MOBERLY — Two state lawmakers serving on committees examining Medicaid reform options for the state legislature predicted Tuesday night the General Assembly will not pass expansion legislation in the upcoming session.
“I will stand and filibuster expansion of Medicaid until I can’t stand any longer,” said Sen. Rob Schaaf, R-St. Joseph. “And I know other senators who would do the same.”
Sen. Rob Schaaf, who has been a family physician in northwest Missouri for nearly 30 years, told a crowd in Moberly his plan for improving health care:
1. Make insurance premiums universally deductible, regardless of where the plan comes from.
2. Provide catastrophic coverage, but not coverage of every cholesterol test or doctor's visit.
3. Put transparency into the health care market by making prices more available to patients.
4. End "roadblocks to competition" like the Certificate of Need Commission that approves of hospitals.
5. Tort reform at the national level that protects doctors from lawsuits and reduced the costs of defensive medicine.
6. Campaign finance reform that ends "the rent-seeking behavior" of special interests.
Rep. Noel Torpey, R-Independence, and the vice-chair of the House Interim Committee on Medicaid Transformation, said though a bill would likely be presented to the House, he also thought it faced obstacles.
“With term limits and in an election year, on the House side, I think it’s highly unlikely that we expand Medicaid,” Torpey said. He added that he had heard from senators who, like Schaaf, “don’t want any part of Medicaid expansion.”
Schaaf and Torpey addressed an audience of more than 35 people, who gathered Tuesday night at Nelly’s restaurant in southern Moberly for a country-style buffet dinner. The Randolph County Pachyderms Club hosted the event.
Both legislators serve on committees that have held meetings this fall to hear testimony on the Medicaid system. While most witnesses have voiced support for Medicaid expansion, many of the legislators have remained quiet during the hearings, listening attentively.
Torpey said he was still open to the possibility of expansion, as long as the right reforms were made. He said he wanted to see reforms that make eligible recipients “put skin in the game."

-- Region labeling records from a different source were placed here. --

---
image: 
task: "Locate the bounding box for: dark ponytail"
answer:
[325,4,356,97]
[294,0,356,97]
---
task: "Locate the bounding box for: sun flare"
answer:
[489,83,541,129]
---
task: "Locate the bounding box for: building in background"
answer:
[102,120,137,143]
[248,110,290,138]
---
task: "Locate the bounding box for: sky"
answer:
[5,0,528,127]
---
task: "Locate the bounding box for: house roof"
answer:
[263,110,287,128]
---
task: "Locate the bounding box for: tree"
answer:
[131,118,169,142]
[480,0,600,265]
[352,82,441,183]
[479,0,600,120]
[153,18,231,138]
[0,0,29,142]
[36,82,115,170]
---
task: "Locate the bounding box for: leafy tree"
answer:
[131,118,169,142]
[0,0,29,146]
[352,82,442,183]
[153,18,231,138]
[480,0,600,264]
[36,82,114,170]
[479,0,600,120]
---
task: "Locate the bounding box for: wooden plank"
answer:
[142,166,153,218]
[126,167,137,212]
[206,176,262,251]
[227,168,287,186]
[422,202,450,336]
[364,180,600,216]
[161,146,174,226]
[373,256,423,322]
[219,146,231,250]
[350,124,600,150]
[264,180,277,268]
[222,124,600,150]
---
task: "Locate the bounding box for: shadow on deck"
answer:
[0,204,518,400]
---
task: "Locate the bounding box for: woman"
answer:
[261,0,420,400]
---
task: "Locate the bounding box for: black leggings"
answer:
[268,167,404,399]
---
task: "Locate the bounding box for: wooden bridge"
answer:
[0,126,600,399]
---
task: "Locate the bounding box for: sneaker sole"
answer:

He pointed to states such as Iowa and Arkansas that have developed Medicaid systems that increase the number of eligible citizens and help subsidize private plans for a portion of the new Medicaid recipients.
The new U.S. health care law allows states to expand Medicaid eligible recipients to 138 percent of the federal poverty line — about $32,000 for a family of four. Expanded coverage would be fully funded by the federal government until 2016, when the state begins to gradually pick up a share of the costs. Beginning in 2020, the federal government would pay 90 percent of expanded Medicaid costs, and the state would shoulder 10 percent.
The Missouri General Assembly debated but did not pass expansion legislation last session. Missouri is among 25 states that have not moved forward with Medicaid expansion, according to a Tuesday report from the Kaiser Family Foundation.
Nationwide, 4.8 million uninsured adults may fall into a “coverage gap” of earning too much to qualify for Medicaid but not enough to qualify for tax credits through new federal exchanges, according to the report. As many as 200,000 Missouri residents fall into the "coverage gap."
When Schaaf asked the crowd who was in favor of expansion, Diane Noah of Moberly was alone in raising her hand.
“I don’t want to give (people) everything when they are able-bodied, but anyone in this room could be on Medicaid a year from now,” she told the crowd. “I’ve seen it happen to very prominent people — life happens.”
Randolph County Clerk Will Ellis said the county usually sees premiums for county employees’ health insurance increase by about 5 percent each year, but he expects larger increases this year and attributes them to the health care law. The county provides United HealthCare coverage to its 90 employees.
Ellis said Randolph County officials expect the county's share of premium for its employees to increase by more than 14 percent for next year because of new fees under the health care law, including more than 7 percent for a transitional reinsurance fee and 4 percent for an out of pocket maximum fee.
“That’s $70,000 the county will have to pay that is hasn’t paid before,” Ellis said.